Kang said he later heard that his wife and parents passed away in North Korea. He met his son for the first time at the reunion.

. SEOUL, South Korea. REUTERS/Kim Hong-Ji

“I had never seen my son, but the first time I saw him at the reunions I immediately knew who he was. I was heartbroken,” said Kang, pictured holding a photograph of the two of them together.

“I believe that one day the two Koreas will reunify. My son, please stay healthy and wait for me until that day comes. Let us meet again soon."

. SEOUL, South Korea. REUTERS/Kim Hong-Ji

Eighty-year-old Kim Sun-yeon also took part in the latest family reunion, which was held on February 20-25.

Kim said that during the war, when her family left their hometown to seek refuge, her big sister went missing.

At the recent family reunion she met her sister’s son, but she was unable to meet her sister again, who died a few months earlier.

. SEOUL, South Korea. REUTERS/Kim Hong-Ji

"The North Korean People's Army killed a lot of people during the war, so I thought my sister died as well. But last year when I registered for the family reunions, I found out that she was alive,” said Kim, pictured holding her sister’s photograph.

“If the reunions had taken place last year in September like they were supposed to, I could've met my sister. But the reunions were postponed to this February and my sister died in the past few months. I have so many things I want to tell her but I can't anymore."

. NAMYANGJU, South Korea. REUTERS/Kim Hong-Ji

Jang Choon, 82, was also a participant in the latest reunion.

He said he fought during the war for the North Korean People’s Army but he became a prisoner of war in the South, where he chose to stay.

He said that his brothers and sisters received a note saying that he had died in the war.

“They were holding ancestral rituals for me,” said Jang. “Words cannot express how happy I was to meet them again in 60 years."

. NAMYANGJU, South Korea. REUTERS/Kim Hong-Ji

Jang holds out an old picture of his youngest brother Jang Ha-choon.

The 82-year-old said that the last words he shared with his family during the reunion were: "Please stay healthy until the day we meet again. Let us meet again to talk more.
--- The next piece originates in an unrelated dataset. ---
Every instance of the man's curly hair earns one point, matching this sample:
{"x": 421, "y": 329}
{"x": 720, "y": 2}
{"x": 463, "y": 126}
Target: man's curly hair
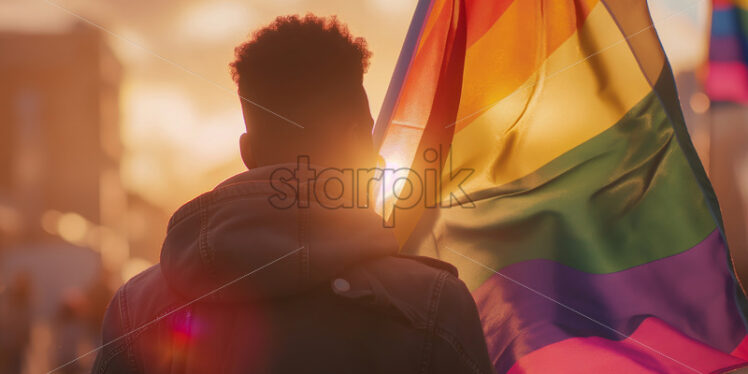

Please stay alive for a long, long time."

He said that then they sang a song called "Spring in My Hometown" and cried before parting ways.

. YONGIN, South Korea. REUTERS/Kim Hong-Ji

Kim Myeong-do, 92, likewise took part in the February 2014 reunions.

He said that he used to be an elementary school teacher in North Korea but he came to Seoul when he was 21 to go to college. After the war broke out, he had to settle down in the South and was separated from his family.

. YONGIN, South Korea. REUTERS/Kim Hong-Ji

Kim holds a picture taken during the reunion with his younger brother.

He said the last words he shared with his family were: "Someday the two Koreas will reunify. This [division] won't last forever.”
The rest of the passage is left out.